Remember the time when Libya was being held up by the American, British, French and Qatari governments as a striking example of benign and successful foreign intervention? It is worth looking again at film of David Cameron grandstanding as liberator in Benghazi in September 2011 as he applauds the overthrow of Muammar Gaddafi and tells the crowd that “your city was an example to the world as you threw off a dictator and chose freedom”.
Mr Cameron has not been back to Benghazi, nor is he likely to do so as warring militias reduce Libya to primal anarchy in which nobody is safe. The majority of Libyans are demonstrably worse off today than they were under Gaddafi, notwithstanding his personality cult and authoritarian rule. The slaughter is getting worse by the month and is engulfing the entire country.
“Your friends in Britain and France will stand with you as you build your democracy,” pledged Mr Cameron to the people of Benghazi. Three years later, they are words he evidently wants to forget, since there was almost no reference to Libya, the one military intervention he had previously ordered, when he spoke in the House of Commons justifying British airstrikes against Islamic State (Isis) in Iraq.

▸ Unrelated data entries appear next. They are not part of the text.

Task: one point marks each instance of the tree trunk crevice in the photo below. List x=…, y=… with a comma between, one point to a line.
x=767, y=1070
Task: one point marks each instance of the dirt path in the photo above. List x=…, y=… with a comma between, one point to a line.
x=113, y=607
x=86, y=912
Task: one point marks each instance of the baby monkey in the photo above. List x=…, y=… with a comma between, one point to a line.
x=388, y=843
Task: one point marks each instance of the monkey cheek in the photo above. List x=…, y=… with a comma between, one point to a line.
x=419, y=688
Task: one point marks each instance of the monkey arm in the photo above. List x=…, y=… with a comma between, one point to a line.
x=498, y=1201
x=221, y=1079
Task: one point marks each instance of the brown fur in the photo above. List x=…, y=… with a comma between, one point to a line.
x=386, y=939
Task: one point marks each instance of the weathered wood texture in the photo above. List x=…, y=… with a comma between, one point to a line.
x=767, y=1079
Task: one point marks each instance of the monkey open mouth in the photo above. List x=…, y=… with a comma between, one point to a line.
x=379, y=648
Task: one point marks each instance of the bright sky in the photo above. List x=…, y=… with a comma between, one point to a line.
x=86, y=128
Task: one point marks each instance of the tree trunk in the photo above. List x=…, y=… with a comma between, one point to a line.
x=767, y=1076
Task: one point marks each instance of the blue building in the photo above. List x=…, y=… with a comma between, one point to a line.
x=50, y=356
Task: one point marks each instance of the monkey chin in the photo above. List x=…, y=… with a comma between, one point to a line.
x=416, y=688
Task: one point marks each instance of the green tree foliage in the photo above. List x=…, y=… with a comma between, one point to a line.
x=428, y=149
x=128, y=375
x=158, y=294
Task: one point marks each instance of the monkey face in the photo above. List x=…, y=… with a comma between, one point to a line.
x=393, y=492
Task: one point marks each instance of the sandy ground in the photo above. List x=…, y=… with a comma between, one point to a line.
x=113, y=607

The foreign media has largely ceased to cover Libya because it rightly believes it is too dangerous for journalists to go there. Yet I remember a moment in the early summer of 2011 in the frontline south of Benghazi when there were more reporters and camera crews present than there were rebel militiamen. Cameramen used to ask fellow foreign journalists to move aside when they were filming so that this did not become too apparent. In reality, Gaddafi’s overthrow was very much Nato’s doing, with Libyan militiamen mopping up.